BARI - Per nazione di provenienza, per etnia, per gruppo di spaccio. Una piccola «enclave» soprattutto di ragazzi venuti dall’Africa, emarginati e disperati, vive nel cuore della città. Un «suk» in cui si parlano lingue diverse e dove con 5 o 10 euro compri una dose di marijuana (a volte «potenziata» con coca) e con 40 una di cocaina. Un bazar gestito da una piccola criminalità composta soprattutto da migranti del Senegal, Gambia, Guinea Bissau, Guinea, Costa d’Avorio, Sierra Leone, Ghana, Togo e Nigeria.
Non ci sono solo loro, ma ci sono soprattutto loro. Una convivenza dove gli «affari» in concorrenza spesso finiscono in risse.
L’ultimo focolaio (come tempo) si è acceso nel corso del fine settimana ed è divampato come altre volte era accaduto in Piazza Umberto. Il numero delle segnalazioni che ogni giorno giungono alle sale operative dei nuclei di pronto intervento delle forze dell’ordine è nell’ordine delle decine ogni mese. Spesso gli interventi si risolvono in un nulla di fatto: quando le Volanti arrivano sul posto, provocando il fuggi fuggi generale e a raccontare quello che è appena accaduto restano solo testimoni attoniti e spaventati.

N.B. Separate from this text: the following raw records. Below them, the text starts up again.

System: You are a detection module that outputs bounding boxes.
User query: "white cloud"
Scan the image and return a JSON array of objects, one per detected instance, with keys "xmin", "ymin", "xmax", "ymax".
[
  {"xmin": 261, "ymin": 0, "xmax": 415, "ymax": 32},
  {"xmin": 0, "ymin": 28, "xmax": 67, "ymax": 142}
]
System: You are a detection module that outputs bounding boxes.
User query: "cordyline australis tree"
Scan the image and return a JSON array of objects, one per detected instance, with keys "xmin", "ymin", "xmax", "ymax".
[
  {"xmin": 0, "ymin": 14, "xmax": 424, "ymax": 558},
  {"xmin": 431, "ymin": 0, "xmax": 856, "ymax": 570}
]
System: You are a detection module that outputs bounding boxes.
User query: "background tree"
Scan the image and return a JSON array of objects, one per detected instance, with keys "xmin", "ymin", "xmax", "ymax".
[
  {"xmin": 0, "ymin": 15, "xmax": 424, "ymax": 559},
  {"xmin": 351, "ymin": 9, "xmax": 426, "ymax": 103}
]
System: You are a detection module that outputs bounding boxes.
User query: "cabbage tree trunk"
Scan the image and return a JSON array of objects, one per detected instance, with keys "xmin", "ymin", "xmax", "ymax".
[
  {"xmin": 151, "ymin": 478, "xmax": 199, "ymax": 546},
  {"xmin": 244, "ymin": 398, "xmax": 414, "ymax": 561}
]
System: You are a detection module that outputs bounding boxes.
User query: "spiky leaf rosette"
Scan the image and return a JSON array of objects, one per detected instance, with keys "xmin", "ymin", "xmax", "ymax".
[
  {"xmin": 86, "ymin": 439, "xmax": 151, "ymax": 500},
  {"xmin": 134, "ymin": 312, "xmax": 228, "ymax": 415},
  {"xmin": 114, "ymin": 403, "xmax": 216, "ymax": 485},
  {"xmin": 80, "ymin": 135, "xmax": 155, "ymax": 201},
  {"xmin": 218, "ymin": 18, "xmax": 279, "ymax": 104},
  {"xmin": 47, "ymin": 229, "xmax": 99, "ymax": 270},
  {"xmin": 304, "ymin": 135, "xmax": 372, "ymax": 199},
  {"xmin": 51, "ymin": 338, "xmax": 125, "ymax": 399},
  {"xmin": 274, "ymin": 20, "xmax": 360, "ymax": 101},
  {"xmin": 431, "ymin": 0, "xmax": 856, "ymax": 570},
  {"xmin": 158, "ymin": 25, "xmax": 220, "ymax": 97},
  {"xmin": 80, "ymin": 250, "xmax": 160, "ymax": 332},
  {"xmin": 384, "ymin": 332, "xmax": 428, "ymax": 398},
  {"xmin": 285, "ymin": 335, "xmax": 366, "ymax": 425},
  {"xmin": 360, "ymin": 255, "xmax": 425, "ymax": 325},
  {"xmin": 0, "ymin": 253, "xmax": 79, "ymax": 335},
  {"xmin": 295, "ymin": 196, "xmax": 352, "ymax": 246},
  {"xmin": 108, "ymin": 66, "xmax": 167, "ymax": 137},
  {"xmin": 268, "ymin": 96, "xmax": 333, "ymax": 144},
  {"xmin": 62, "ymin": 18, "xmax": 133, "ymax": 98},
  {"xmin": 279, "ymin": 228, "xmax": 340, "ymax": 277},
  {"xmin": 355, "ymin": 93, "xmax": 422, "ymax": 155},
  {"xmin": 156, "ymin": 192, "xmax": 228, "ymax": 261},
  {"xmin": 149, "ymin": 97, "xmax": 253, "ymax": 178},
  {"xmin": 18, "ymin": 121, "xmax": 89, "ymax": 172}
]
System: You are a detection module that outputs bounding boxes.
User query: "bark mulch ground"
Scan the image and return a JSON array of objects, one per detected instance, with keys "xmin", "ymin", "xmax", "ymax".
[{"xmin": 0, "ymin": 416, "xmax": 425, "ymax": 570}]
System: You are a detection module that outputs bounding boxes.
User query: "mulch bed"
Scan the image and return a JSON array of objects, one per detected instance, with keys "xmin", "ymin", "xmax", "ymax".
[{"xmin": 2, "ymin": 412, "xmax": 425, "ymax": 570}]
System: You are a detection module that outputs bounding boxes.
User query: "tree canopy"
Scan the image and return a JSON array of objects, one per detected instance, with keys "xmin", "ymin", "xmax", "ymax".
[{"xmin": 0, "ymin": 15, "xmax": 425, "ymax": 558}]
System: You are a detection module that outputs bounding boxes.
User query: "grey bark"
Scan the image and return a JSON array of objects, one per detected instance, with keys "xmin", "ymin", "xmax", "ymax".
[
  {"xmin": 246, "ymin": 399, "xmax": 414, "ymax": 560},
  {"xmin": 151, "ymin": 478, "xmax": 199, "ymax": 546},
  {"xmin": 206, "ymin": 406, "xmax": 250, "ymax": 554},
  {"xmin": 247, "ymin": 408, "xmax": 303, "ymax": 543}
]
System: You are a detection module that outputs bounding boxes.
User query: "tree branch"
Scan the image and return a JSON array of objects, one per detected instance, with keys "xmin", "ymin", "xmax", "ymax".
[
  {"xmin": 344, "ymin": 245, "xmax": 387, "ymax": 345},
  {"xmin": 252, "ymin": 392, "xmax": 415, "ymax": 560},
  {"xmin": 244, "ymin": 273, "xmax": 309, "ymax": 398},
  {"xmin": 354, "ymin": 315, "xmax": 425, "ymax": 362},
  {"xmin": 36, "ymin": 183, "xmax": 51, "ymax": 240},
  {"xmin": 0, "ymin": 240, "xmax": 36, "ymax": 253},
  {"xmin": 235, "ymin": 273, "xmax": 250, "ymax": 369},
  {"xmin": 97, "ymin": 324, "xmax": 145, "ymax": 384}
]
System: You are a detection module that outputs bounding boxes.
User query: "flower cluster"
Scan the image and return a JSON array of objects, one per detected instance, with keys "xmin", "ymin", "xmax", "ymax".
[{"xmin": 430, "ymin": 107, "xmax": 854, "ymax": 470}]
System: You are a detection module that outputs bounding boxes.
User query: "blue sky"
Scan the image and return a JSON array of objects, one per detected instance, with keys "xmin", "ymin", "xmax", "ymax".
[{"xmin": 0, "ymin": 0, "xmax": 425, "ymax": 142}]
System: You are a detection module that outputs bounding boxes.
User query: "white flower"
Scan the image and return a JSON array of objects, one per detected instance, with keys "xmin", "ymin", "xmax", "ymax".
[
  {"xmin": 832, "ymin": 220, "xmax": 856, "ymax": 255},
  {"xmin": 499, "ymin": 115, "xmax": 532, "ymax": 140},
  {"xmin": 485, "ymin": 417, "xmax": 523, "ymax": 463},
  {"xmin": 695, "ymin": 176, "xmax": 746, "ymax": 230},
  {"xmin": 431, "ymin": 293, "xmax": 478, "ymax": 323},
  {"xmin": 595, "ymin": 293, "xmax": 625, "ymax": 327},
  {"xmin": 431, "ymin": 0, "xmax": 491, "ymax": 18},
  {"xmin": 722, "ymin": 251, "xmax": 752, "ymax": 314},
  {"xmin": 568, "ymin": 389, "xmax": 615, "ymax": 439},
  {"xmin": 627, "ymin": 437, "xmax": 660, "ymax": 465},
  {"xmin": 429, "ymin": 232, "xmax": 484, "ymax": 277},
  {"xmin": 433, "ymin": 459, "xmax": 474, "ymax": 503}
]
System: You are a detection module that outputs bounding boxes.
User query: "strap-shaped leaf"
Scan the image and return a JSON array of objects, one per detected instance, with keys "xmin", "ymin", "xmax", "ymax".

Tutto si consuma tra il Murattiano, Libertà e Madonnella, tra kebab, negozi etnici, money transfert e lunghe ore trascorse sulle panchine e nei giardini di quella specie di quadrilatero nel cuore di Bari i cui confini sono tracciati da via Nicolai, via Argiro, Corso Cavour e via Capruzzi. Dentro ci sono la stazione centrale, Piazza Moro, Piazza Umberto e Piazza Cesare Battisti, che in certe ore del giorno e della notte diventano luoghi di ritrovo, consolazione e ricerca di lavoro, ad ogni costo. Una zona franca, che la criminalità organizzata barese ha volutamente dimenticato, lasciandola agli stranieri.
Questo è anche il quadrilatero che la sera, dopo il tramonto e la chiusura dei negozi, diventa periferia, teatro di scorrerie, bravate, aggressioni gratuite e piccole rapine da parte di bande di adolescenti (questa volta autoctoni) che calano come orde da Bari Vecchia, Libertà, San Paolo o Japigia. Una palestra per bulli in crescita.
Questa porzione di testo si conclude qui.